Alignment Newsletter #168: Four technical topics for which Open Phil is soliciting grant proposals

Update: 2021-10-28

Description

Recorded by Robert Miles: http://robertskmiles.com

More information about the newsletter here: https://rohinshah.com/alignment-newsletter/

YouTube Channel: https://www.youtube.com/channel/UCfGGFXwKpr-TJ5HfxEFaFCg

HIGHLIGHTS

Request for proposals for projects in AI alignment that work with deep learning systems (Nick Beckstead and Asya Bergal) (summarized by Rohin): Open Philanthropy is seeking proposals for AI safety work in four major areas related to deep learning, each of which I summarize below. Proposals are due January 10, and can seek up to $1M covering up to 2 years. Grantees may later be invited to apply for larger and longer grants.

Rohin's opinion: Overall, I like these four directions and am excited to see what comes out of them! I'll comment on specific directions below.

RFP: Measuring and forecasting risks (Jacob Steinhardt) (summarized by Rohin): Measurement and forecasting is useful for two reasons. First, it gives us empirical data that can improve our understanding and spur progress. Second, it can allow us to quantitatively compare the safety performance of different systems, which could enable the creation of safety standards. So what makes for a good measurement?

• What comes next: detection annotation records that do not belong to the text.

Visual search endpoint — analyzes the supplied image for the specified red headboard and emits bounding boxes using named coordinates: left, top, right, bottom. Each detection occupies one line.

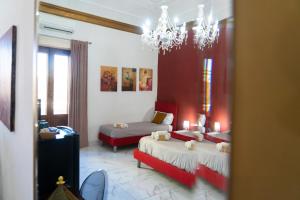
left=155, top=101, right=178, bottom=130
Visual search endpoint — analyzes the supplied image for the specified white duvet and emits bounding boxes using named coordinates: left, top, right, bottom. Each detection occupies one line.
left=139, top=136, right=198, bottom=173
left=139, top=136, right=229, bottom=176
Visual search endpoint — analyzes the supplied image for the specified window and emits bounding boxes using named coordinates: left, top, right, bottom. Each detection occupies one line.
left=37, top=47, right=70, bottom=126
left=203, top=59, right=213, bottom=114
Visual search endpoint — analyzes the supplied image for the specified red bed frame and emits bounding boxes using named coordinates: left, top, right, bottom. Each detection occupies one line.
left=98, top=101, right=178, bottom=151
left=133, top=132, right=228, bottom=192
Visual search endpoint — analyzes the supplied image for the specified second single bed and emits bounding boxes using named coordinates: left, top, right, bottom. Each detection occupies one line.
left=134, top=136, right=229, bottom=191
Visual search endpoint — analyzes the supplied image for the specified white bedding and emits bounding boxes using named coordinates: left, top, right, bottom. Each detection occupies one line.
left=196, top=140, right=230, bottom=177
left=139, top=136, right=198, bottom=173
left=139, top=136, right=229, bottom=177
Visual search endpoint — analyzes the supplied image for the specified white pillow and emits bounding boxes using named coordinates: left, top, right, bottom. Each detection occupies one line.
left=154, top=111, right=174, bottom=125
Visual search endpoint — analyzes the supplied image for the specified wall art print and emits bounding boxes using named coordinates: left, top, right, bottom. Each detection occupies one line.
left=100, top=66, right=118, bottom=92
left=122, top=67, right=136, bottom=91
left=139, top=68, right=153, bottom=91
left=0, top=26, right=17, bottom=131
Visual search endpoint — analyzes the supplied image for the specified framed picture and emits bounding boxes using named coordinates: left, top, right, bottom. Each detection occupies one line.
left=100, top=66, right=118, bottom=92
left=122, top=67, right=136, bottom=91
left=139, top=68, right=153, bottom=91
left=0, top=26, right=17, bottom=131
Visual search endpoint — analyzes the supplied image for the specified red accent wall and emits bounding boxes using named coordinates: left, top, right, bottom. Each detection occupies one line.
left=157, top=20, right=233, bottom=131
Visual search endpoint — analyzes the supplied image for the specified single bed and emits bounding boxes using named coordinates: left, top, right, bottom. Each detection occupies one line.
left=134, top=137, right=229, bottom=191
left=98, top=101, right=177, bottom=151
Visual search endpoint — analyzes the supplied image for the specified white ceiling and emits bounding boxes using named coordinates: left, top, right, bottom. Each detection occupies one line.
left=42, top=0, right=232, bottom=26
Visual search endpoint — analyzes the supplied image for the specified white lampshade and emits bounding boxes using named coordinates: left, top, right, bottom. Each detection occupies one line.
left=183, top=121, right=190, bottom=130
left=214, top=122, right=221, bottom=132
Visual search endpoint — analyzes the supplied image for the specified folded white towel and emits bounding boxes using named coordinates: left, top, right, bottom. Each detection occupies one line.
left=151, top=131, right=171, bottom=141
left=113, top=122, right=128, bottom=128
left=216, top=142, right=231, bottom=153
left=192, top=131, right=204, bottom=142
left=184, top=140, right=196, bottom=150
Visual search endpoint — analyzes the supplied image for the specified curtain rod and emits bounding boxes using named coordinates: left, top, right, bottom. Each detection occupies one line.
left=38, top=33, right=92, bottom=44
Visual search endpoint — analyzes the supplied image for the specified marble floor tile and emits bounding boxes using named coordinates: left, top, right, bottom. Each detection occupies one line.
left=80, top=145, right=226, bottom=200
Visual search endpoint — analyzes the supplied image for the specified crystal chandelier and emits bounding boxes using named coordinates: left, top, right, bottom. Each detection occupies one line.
left=193, top=4, right=219, bottom=50
left=142, top=6, right=187, bottom=54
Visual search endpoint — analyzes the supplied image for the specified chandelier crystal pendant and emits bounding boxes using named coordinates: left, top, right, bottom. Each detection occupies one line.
left=142, top=6, right=187, bottom=54
left=193, top=4, right=219, bottom=50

1. Relevance to AI alignment: The measurement exhibits a failure mode that becomes worse as models become larger, or tracks a potential capability that may emerge with further scale (which in turn could enable deception, hacking, resource acquisition, etc).

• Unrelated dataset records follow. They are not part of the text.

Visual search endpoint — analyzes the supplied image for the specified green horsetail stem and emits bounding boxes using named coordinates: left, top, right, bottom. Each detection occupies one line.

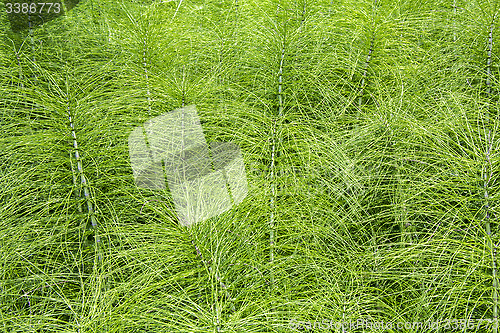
left=482, top=13, right=498, bottom=333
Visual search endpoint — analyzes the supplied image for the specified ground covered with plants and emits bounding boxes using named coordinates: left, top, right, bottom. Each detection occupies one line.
left=0, top=0, right=500, bottom=333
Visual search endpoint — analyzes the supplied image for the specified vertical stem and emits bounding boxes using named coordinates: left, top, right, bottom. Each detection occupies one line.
left=142, top=37, right=151, bottom=117
left=358, top=33, right=375, bottom=112
left=482, top=14, right=498, bottom=333
left=269, top=40, right=285, bottom=289
left=453, top=0, right=457, bottom=42
left=66, top=68, right=105, bottom=291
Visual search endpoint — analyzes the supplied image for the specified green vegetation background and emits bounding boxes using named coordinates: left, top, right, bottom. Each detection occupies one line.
left=0, top=0, right=500, bottom=333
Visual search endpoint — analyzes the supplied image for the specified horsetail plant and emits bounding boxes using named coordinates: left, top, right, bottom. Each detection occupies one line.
left=482, top=12, right=499, bottom=333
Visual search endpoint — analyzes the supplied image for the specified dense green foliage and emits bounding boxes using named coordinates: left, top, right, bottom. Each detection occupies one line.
left=0, top=0, right=500, bottom=333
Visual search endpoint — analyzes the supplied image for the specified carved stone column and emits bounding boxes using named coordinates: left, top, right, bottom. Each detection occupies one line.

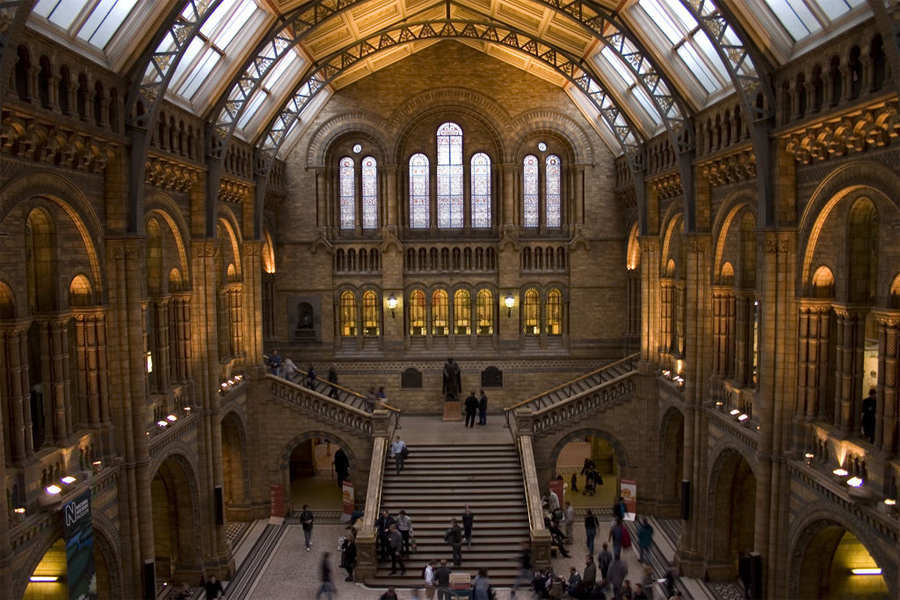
left=0, top=323, right=34, bottom=466
left=834, top=306, right=866, bottom=437
left=874, top=310, right=900, bottom=456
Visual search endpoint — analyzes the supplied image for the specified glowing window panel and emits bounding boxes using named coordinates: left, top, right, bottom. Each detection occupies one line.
left=471, top=152, right=491, bottom=228
left=475, top=290, right=494, bottom=335
left=437, top=123, right=463, bottom=229
left=409, top=153, right=431, bottom=229
left=522, top=154, right=540, bottom=227
left=339, top=156, right=356, bottom=229
left=354, top=155, right=378, bottom=229
left=547, top=289, right=562, bottom=335
left=544, top=154, right=562, bottom=227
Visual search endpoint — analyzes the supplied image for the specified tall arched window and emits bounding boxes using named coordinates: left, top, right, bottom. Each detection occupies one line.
left=340, top=156, right=356, bottom=229
left=522, top=288, right=541, bottom=335
left=522, top=154, right=541, bottom=227
left=409, top=290, right=425, bottom=336
left=341, top=292, right=359, bottom=337
left=437, top=123, right=463, bottom=229
left=409, top=153, right=431, bottom=229
left=363, top=290, right=378, bottom=337
left=453, top=290, right=472, bottom=335
left=431, top=290, right=450, bottom=336
left=475, top=290, right=494, bottom=335
left=544, top=154, right=562, bottom=227
left=362, top=156, right=378, bottom=229
left=471, top=152, right=491, bottom=229
left=547, top=288, right=562, bottom=335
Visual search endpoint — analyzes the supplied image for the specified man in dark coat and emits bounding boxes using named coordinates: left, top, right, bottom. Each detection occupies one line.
left=441, top=357, right=462, bottom=400
left=466, top=390, right=478, bottom=427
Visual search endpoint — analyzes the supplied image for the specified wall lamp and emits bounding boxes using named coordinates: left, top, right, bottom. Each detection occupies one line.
left=388, top=294, right=397, bottom=319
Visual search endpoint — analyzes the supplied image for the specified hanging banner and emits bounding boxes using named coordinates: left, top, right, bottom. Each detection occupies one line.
left=63, top=490, right=97, bottom=600
left=620, top=479, right=637, bottom=521
left=341, top=480, right=356, bottom=523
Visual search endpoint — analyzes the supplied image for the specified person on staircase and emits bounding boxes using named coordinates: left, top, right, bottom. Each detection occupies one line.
left=465, top=390, right=478, bottom=428
left=391, top=435, right=409, bottom=475
left=444, top=519, right=463, bottom=567
left=462, top=504, right=475, bottom=548
left=388, top=523, right=406, bottom=575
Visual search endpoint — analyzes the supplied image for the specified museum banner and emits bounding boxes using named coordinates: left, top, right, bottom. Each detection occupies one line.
left=63, top=490, right=97, bottom=600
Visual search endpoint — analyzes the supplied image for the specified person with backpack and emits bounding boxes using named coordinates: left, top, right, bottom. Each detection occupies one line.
left=391, top=435, right=409, bottom=475
left=444, top=519, right=463, bottom=567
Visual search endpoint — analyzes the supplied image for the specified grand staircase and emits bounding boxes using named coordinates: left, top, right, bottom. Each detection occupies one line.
left=376, top=442, right=529, bottom=586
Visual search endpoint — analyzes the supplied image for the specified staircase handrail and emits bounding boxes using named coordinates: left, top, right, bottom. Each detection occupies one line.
left=503, top=352, right=641, bottom=423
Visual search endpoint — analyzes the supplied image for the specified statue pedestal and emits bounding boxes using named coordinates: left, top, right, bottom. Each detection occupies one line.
left=444, top=400, right=462, bottom=421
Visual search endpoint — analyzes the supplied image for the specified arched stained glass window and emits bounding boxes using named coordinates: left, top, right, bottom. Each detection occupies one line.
left=471, top=152, right=491, bottom=228
left=475, top=290, right=494, bottom=335
left=437, top=123, right=463, bottom=229
left=453, top=290, right=472, bottom=335
left=340, top=156, right=356, bottom=229
left=363, top=290, right=378, bottom=336
left=544, top=154, right=562, bottom=227
left=522, top=288, right=541, bottom=335
left=547, top=288, right=562, bottom=335
left=409, top=153, right=431, bottom=229
left=362, top=156, right=378, bottom=229
left=409, top=290, right=425, bottom=336
left=431, top=290, right=450, bottom=336
left=522, top=154, right=540, bottom=227
left=341, top=292, right=358, bottom=337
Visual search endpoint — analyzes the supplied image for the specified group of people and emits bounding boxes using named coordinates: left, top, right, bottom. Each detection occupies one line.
left=266, top=349, right=338, bottom=398
left=464, top=389, right=487, bottom=428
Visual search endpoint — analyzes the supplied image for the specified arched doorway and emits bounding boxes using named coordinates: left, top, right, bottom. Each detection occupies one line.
left=707, top=449, right=756, bottom=581
left=222, top=412, right=251, bottom=521
left=288, top=432, right=356, bottom=514
left=791, top=519, right=891, bottom=600
left=150, top=455, right=201, bottom=584
left=541, top=430, right=623, bottom=512
left=658, top=408, right=684, bottom=519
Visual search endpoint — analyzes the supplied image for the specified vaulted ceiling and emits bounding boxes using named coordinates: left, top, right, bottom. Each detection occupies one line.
left=26, top=0, right=871, bottom=157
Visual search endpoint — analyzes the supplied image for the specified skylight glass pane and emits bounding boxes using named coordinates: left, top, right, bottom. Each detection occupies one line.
left=200, top=0, right=239, bottom=38
left=766, top=0, right=821, bottom=40
left=641, top=0, right=684, bottom=44
left=78, top=0, right=137, bottom=48
left=34, top=0, right=89, bottom=30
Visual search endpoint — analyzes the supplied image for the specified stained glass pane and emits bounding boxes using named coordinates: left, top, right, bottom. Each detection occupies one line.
left=409, top=154, right=431, bottom=229
left=453, top=290, right=472, bottom=335
left=522, top=289, right=541, bottom=335
left=475, top=290, right=494, bottom=335
left=471, top=152, right=491, bottom=228
left=363, top=291, right=378, bottom=336
left=341, top=292, right=357, bottom=336
left=522, top=154, right=540, bottom=227
left=409, top=290, right=425, bottom=336
left=547, top=289, right=562, bottom=335
left=437, top=123, right=463, bottom=228
left=431, top=290, right=450, bottom=335
left=340, top=156, right=356, bottom=229
left=544, top=154, right=562, bottom=227
left=362, top=156, right=378, bottom=229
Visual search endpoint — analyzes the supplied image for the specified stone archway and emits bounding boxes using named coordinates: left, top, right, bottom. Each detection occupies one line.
left=790, top=519, right=891, bottom=600
left=150, top=455, right=202, bottom=582
left=707, top=448, right=756, bottom=581
left=222, top=412, right=251, bottom=521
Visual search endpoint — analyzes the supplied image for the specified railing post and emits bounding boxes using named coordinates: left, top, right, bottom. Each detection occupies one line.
left=515, top=408, right=550, bottom=568
left=356, top=409, right=391, bottom=581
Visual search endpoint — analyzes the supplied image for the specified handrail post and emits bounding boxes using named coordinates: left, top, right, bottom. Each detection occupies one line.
left=356, top=409, right=391, bottom=581
left=515, top=408, right=551, bottom=568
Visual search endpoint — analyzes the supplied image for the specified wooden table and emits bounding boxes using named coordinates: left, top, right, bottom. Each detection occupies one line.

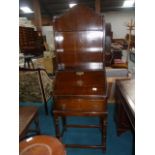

2. Forward-looking: The measurement helps us understand future issues, not just those that exist today. Isolated examples of a phenomenon are good if we have nothing else, but we'd much prefer to have a systematic understanding of when a phenomenon occurs and how it tends to quantitatively increase or decrease with various factors. See for example scaling laws (AN #87).

3. Rich data source: Not all trends in MNIST generalize to CIFAR-10, and not all trends in CIFAR-10 generalize to ImageNet. Measurements on data sources with rich factors of variation are more likely to give general insights.

4. Soundness and quality: This is a general category for things like "do we know that the signal isn't overwhelmed by the noise" and "are there any reasons that the measurement might produce false positives or false negatives".

What sorts of things might you measure?

1. As you scale up task complexity, how much do you need to scale up human-labeled data to continue to maintain good performance and avoid reward hacking? If you fail at this and there are imperfections in the reward, how bad does this become?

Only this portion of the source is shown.